Larger Livestock Loans Boost Farm Lending

by Colter Brown

Demand for livestock loans grew in the third quarter, boosting agricultural lending activity. However, demand for operating loans was more subdued, and total non-real estate lending remained near its average of the past decade.

The Kansas City Federal Reserve Bank said the average size of loans for some livestock categories reached an all-time high and contributed to the increased lending. While the average size of operating loans also remained elevated, a smaller number of loans limited the overall financing of operating expenses.

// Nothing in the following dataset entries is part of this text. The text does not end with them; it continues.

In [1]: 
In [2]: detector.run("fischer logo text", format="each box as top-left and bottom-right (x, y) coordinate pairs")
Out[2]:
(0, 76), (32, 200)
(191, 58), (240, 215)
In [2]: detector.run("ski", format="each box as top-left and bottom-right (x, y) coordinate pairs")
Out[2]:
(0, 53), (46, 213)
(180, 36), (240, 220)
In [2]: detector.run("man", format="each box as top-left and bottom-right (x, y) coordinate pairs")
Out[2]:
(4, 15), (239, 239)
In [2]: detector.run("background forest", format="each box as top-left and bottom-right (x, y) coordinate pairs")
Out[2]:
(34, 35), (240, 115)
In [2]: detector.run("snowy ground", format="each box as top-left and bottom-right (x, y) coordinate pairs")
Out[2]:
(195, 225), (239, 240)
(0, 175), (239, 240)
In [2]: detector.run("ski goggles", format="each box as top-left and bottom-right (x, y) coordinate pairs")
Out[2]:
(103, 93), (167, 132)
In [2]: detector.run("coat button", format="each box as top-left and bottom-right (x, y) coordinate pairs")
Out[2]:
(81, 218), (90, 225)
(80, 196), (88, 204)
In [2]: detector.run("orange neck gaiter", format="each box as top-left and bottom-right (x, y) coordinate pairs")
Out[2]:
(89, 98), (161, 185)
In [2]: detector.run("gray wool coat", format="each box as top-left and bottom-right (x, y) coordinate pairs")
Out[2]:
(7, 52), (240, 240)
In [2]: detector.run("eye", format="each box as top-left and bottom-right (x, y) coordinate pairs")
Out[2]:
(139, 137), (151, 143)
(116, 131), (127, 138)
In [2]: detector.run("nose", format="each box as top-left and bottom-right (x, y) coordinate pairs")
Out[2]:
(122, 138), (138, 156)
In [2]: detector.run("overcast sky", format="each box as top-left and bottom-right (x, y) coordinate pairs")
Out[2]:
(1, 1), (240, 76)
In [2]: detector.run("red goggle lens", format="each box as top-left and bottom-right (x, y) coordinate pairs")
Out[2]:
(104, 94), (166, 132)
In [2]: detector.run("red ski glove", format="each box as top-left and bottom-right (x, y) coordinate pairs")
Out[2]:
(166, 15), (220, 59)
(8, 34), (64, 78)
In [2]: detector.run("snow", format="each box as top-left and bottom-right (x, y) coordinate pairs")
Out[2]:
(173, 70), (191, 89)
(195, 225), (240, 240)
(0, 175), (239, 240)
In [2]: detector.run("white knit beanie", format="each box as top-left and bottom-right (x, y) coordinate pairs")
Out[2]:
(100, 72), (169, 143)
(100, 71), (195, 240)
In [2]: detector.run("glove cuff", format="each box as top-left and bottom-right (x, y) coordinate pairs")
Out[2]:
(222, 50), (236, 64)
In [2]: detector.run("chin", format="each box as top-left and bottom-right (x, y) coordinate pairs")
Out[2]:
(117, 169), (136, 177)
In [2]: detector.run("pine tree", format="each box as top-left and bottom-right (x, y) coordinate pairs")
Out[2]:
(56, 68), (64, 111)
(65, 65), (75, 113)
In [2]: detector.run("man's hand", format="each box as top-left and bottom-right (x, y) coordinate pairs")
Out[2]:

The agricultural economy generally remained strong in the third quarter as elevated commodity prices continued to support farm incomes. Prices of most major crops were at multi-year highs moving into fall harvest and supported farm revenue prospects. However, weakness in the cattle industry persists as low cattle prices continue to limit profit margins for producers. In addition, concerns about drought and higher input costs continue to intensify and likely contributed to an increase in financing needs in the livestock sector.

With sharp increases from a year ago, lending for livestock purchases continued to trend above the recent historical average for the third quarter. The volume of loans for livestock other than feeders was nearly double the inflation adjusted average during the same quarter from 2010-2019. Feeder livestock loans were also slightly greater than the recent average while operating loans were slightly less.

Alongside an increase in loan sizes, interest rates remain low, and loan durations are higher than recent averages. Rates charged on all types of loans except operating loans declined slightly from a year ago and reached an all-time low for the third quarter. The average maturity of all types of loans, except machinery and equipment loans, were higher than a year ago.